Thomas Meagher, who is of particular interest to people in the U.S.  He was part of the “Young Ireland” movement that challenged Daniel O’Connell for leadership of the Irish national struggle.  O’Connell had helped win the right to practice Catholicism in Ireland in the early 1800s from the British colonialists.  Prior to that Irish Catholicism had been against British colonial law.  O’Connell, the “Liberator,” had then been elected as a member of the English parliament and had become partly integrated into English rule in Ireland and elsewhere.  While attempting to repeal the bond between the two countries, O’Connell’s supporters had become corrupt and close to their English overseers.  The men and women of the Young Irelanders advocated a continuing independence struggle, up to and including revolutionary action, and so clashed with O’Connell. 

Buying off the top strata of an oppressed country or group is standard practice among colonial, imperial or capitalist rulers.  It was at work here as well, in the taming of a wing of the independence movement.

Meagher was from an upper-crust Irish family, sent to school in England, but had become an excellent orator at a young age.  He was like others in the Young Ireland movement – poets, writers, journalists and intellectuals.  They represented a wing of the upper class that still wanted to kick out the British completely, and were supported by thousands of peasants and some workers as well.  Thousands had signed up to rise against the British. 

In 1847 (“Black ‘47”) the Irish famine hit and conditions in Ireland became intolerable. The potato crop was the basis of most Irish families’ food, 2/3rd of the population.  The potato blight followed for 5 years and 1 million Irish people starved to death, while another 2 million began to emigrate.  This was out of a total population of 8 million.  In 1925 at the time of national independence, 4 million were left.  Since Irish farmers had no money, evictions became commonplace and ‘lucky’ people ended up in work or poor houses.  The British during this whole period rejected providing free food because it would threaten the sacred free market system which commodifies food.  It can only be bought ‘for a price.’  Remember, the Irish were supposedly ‘citizens’ of the United Kingdom at this time. Instead the English gentry and businessmen continued to export massive quantities of Irish agricultural products like corn, wheat, rye, meat, fish, butter, milk and vegetables from Ireland to England.  By doing this, the English ruling class actually helped starve the Irish people in a holocaust that has not been forgotten. 

Meagher gave speeches in Dublin and all over the country against this tyranny.  In 1848 Meagher designed the present tricolor flag of Ireland.  Ultimately he and others were forced to call for a rising against these conditions.  Yet these were intellectuals - and warfare was not in their skill-set. While many thousands of farmers were ready, they had no adequate weapons or organization of any consequence.  After a somewhat pathetic military attack on some police in Ballingarry, the leaders were arrested for sedition and condemned to die, but then their sentences were commuted.  Most were transported to Tasmania, an island prison colony south of Australia.  Meagher became an exile there, similar to the exile faced by Russian revolutionaries. 

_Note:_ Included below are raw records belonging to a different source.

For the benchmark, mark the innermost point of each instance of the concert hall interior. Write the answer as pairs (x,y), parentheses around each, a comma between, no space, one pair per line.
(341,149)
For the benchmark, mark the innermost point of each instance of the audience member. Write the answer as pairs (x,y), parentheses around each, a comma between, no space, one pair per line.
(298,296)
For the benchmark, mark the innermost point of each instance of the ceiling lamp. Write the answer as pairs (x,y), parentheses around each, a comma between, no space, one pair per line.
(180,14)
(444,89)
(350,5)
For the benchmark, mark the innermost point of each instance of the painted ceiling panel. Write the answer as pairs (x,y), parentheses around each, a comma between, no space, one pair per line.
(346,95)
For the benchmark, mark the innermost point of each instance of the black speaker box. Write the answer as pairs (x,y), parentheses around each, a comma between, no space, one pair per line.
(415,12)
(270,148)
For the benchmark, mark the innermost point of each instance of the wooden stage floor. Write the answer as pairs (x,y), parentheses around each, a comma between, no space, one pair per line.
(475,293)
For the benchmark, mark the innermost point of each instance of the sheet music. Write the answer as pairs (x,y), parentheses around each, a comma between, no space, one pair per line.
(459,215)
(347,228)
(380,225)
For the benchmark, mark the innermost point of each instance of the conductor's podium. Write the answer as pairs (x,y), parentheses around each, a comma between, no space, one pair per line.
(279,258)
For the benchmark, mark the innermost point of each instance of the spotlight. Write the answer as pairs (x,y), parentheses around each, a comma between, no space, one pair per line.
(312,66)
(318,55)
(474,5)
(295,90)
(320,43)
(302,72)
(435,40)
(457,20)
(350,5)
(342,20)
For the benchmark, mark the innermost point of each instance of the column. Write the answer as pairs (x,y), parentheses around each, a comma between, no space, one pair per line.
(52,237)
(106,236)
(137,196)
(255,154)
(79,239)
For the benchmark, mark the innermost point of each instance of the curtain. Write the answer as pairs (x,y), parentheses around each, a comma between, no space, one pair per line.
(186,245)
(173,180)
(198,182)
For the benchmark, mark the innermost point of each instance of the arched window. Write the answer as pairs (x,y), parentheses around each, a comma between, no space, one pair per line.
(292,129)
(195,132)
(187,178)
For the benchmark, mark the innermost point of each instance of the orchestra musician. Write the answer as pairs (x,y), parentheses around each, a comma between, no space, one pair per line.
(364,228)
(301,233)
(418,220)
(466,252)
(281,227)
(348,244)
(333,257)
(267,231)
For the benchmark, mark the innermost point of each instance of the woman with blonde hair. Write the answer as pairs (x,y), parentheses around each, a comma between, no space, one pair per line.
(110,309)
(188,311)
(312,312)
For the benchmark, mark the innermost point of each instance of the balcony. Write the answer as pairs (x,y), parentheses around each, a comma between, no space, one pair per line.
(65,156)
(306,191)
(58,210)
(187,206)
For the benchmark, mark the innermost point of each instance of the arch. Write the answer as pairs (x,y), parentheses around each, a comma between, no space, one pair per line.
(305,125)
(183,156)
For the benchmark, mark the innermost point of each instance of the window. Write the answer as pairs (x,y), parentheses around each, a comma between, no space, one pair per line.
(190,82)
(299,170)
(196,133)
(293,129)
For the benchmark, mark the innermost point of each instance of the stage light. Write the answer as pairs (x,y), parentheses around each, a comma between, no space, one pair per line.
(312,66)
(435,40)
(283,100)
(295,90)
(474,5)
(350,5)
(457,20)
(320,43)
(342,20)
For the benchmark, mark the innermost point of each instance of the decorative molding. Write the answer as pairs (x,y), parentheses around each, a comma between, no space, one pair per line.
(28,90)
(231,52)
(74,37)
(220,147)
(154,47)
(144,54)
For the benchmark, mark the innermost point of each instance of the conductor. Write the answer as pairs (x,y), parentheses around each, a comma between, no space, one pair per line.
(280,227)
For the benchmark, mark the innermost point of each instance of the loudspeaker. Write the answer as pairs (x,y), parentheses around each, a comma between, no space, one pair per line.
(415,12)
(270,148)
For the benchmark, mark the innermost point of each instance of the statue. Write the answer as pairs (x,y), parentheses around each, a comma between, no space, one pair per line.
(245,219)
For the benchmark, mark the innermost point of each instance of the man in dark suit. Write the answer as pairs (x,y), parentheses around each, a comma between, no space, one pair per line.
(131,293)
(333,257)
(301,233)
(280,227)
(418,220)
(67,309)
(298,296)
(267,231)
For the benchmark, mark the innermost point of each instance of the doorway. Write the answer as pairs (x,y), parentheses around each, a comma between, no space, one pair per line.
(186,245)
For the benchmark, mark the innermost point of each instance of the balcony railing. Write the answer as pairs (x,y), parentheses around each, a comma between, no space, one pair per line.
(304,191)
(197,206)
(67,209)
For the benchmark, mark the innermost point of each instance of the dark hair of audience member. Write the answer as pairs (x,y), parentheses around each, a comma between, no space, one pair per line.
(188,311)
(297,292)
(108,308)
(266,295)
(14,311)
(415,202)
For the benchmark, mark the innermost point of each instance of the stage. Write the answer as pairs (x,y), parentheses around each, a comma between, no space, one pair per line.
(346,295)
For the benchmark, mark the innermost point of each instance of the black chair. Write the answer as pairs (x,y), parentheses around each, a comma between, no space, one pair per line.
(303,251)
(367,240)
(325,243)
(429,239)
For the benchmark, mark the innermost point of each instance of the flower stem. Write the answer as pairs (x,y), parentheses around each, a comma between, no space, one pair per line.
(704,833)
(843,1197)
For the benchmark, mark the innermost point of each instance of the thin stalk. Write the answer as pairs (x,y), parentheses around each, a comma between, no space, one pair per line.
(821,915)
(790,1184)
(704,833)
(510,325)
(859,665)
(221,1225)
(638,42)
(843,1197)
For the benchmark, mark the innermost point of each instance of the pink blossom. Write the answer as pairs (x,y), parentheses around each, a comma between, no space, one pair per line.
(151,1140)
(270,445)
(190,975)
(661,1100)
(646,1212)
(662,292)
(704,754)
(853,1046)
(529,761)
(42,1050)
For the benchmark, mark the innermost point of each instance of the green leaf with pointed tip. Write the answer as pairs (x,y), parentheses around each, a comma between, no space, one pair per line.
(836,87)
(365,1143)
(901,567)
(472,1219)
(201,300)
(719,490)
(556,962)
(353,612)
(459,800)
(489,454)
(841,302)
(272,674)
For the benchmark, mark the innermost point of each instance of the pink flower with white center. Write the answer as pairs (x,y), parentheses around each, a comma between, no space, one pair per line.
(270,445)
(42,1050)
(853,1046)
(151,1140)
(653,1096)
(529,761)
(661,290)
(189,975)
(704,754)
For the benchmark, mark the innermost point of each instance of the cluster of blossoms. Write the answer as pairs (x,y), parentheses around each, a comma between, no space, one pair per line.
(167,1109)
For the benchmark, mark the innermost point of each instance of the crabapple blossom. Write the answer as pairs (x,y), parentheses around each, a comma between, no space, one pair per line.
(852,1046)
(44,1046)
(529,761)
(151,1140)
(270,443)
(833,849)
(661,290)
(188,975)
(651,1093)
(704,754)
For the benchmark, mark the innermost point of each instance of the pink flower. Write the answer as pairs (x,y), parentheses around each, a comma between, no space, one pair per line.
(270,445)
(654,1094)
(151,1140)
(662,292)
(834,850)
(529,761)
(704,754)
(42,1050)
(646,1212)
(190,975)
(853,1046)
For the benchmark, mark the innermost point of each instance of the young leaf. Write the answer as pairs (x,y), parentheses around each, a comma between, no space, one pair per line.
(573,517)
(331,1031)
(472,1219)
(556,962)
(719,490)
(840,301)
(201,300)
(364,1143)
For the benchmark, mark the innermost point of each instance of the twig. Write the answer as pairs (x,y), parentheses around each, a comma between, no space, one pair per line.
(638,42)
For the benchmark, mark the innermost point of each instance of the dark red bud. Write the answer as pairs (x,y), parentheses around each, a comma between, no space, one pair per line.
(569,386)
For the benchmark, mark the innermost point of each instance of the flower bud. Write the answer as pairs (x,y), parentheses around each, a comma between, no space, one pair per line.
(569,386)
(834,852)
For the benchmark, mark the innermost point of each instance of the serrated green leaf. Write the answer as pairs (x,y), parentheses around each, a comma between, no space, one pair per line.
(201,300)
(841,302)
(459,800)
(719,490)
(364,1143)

At first Meagher tried to adapt to Tasmania – marrying a young frail woman, trying to start a family, farming and riding.  But after another exile escaped, he too decided to plan an escape with help from supporters in Ireland and the U.S.  He could not waste away on this lonely bit of land.  He could not return to Ireland, so he planned on heading to the U.S.  He escaped on a tiny boat, was marooned on a small island, and barely caught the ship that was to take him to the U.S.  In 1852, he landed in California and made his way to New York, where he was greeted as a hero.  Meagher gave speeches all over the country and even had an audience with the U.S. president. 
 
Meagher In Montana
At this time the U.S. was in the midst of the early crisis over slavery that led up to the U.S. Civil War.  Unlike the image of the ‘radical’ Irishman, most Irish people were not revolutionaries or abolitionist.  While many later joined the Union Army, many in New York later protested the draft for class reasons, but also attacked and killed freedmen.  One of Meagher’s best friends from the Young Irelanders, John Mitchel, became a virulent slaver.  Meagher himself did not call for an end to slavery, and stayed silent as it was legal in the U.S. at the time.   

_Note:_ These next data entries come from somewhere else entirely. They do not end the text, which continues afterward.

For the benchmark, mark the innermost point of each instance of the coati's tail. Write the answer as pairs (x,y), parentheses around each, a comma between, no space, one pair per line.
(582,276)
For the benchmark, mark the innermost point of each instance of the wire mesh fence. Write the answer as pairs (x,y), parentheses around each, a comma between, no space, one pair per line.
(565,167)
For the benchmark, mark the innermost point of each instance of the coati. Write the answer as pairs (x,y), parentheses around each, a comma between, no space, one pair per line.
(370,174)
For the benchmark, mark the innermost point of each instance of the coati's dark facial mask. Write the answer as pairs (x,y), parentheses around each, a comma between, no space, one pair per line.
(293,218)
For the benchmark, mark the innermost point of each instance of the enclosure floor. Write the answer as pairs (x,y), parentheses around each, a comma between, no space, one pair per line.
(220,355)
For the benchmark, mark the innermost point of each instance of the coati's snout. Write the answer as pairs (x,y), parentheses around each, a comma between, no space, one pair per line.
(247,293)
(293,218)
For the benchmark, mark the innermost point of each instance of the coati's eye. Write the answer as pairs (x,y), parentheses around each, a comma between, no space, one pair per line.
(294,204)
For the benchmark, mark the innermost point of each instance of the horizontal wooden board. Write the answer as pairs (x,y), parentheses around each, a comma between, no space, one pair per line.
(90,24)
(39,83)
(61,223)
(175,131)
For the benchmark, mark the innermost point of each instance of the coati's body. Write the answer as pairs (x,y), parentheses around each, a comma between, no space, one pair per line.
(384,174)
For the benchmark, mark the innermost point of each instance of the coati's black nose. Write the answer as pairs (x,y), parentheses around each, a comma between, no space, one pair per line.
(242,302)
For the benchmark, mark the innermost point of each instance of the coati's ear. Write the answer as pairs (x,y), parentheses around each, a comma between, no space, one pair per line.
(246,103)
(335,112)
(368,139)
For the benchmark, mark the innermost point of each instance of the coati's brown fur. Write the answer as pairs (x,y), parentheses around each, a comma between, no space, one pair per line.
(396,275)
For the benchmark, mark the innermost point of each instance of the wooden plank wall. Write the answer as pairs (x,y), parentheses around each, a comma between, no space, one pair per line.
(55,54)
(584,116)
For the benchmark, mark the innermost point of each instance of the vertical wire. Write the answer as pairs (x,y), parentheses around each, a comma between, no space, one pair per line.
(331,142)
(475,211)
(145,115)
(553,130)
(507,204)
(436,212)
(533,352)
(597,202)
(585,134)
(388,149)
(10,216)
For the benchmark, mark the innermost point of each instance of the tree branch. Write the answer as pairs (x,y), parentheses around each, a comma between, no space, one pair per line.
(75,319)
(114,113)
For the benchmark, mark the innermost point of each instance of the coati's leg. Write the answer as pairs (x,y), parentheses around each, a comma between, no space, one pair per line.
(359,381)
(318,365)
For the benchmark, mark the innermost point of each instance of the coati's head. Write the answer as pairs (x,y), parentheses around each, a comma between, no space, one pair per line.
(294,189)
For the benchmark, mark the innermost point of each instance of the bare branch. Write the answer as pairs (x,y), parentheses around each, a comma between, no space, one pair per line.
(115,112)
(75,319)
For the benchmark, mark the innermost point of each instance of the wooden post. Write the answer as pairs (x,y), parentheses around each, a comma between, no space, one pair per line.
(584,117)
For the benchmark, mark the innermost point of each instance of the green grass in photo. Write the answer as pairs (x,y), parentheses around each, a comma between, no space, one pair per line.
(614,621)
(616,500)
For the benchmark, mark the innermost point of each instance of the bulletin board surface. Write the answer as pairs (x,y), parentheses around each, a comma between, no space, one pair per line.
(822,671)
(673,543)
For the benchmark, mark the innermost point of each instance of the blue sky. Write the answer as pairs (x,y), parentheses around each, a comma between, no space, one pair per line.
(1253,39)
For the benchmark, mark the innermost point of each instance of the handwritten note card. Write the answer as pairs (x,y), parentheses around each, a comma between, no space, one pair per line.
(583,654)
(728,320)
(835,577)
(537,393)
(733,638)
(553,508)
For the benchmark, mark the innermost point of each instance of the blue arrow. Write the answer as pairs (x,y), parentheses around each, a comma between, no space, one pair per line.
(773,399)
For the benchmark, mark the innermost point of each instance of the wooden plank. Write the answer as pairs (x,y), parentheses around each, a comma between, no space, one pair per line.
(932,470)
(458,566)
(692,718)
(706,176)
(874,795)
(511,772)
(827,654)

When the Confederacy seceded and then fired on Fort Sumter, Meagher came out for the Union and began raising troops for the legendary Irish Brigade, the ‘fighting ‘69th.’  Later he supported Lincoln and came out against slavery, for which he was much reviled by the Irish right.  He became the Brigade’s leader, a brigadier general appointed by Lincoln, and heroically led his troops into battle on horseback – no longer only a man of words.  Because the Brigade was made up of long-reviled Irishmen, it was looked down on as a bunch of lazy uncontrollable farm boys by the press and the Army.  But at the battles of First Bull Run, the 7 Days, Chancellorsville and the bloody hell of Fredericksburg, they proved to be one of the best, if not the best unit in the Federal Army. 

Meagher hoped that these Irish men trained in military tactics could take the skills and use them back in Ireland in a military confrontation with the English occupiers when the war was over.  But after General Burnsides’ incredible incompetence at Fredericksburg, Meagher could no longer stomach Union generals and resigned from the Army.  He took his second wife, a former scion of East Coast money, and moved to Montana.  He had given up trying to launch a military revolt in Ireland as a Fenian, especially after a failed Fenian attack from the U.S. on British Canada in 1866. 

In Montana he had been appointed the acting governor by President Johnson, residing in Virginia City in a crude cabin.  He recruited Irish settlers to leave the big cities and start to farm and ranch in Montana, or become miners.  He fought corruption, attempted to incorporate Montana as a state and opposed the bloody reign of terror of a group of Protestant and Republican businessmen and ranchers.  For this he was assassinated, pushed into the Missouri river off of a steamboat by a hired thug in 1867.  Meagher’s statue now stands in front of the Montana State Capital, along with a memorial in Fort Benton, as reminders of the Irish revolutionary who also became one of the best opponents of slavery in the U.S.

The book is a well-written novelistic history and shows the connection between the national liberation struggle in Ireland and the fight against chattel slavery in the U.S.  It also shows that some people can’t connect different kinds of oppression for the life of them.  In all, lessons for the present.

Other reviews on this topic – use these search terms:  James Connolly, Abortion Referendum, Jimmy’s Hall, The Dream of the Celt.  Also many book and film reviews on the U.S. Civil War.  Use blog search box, upper left.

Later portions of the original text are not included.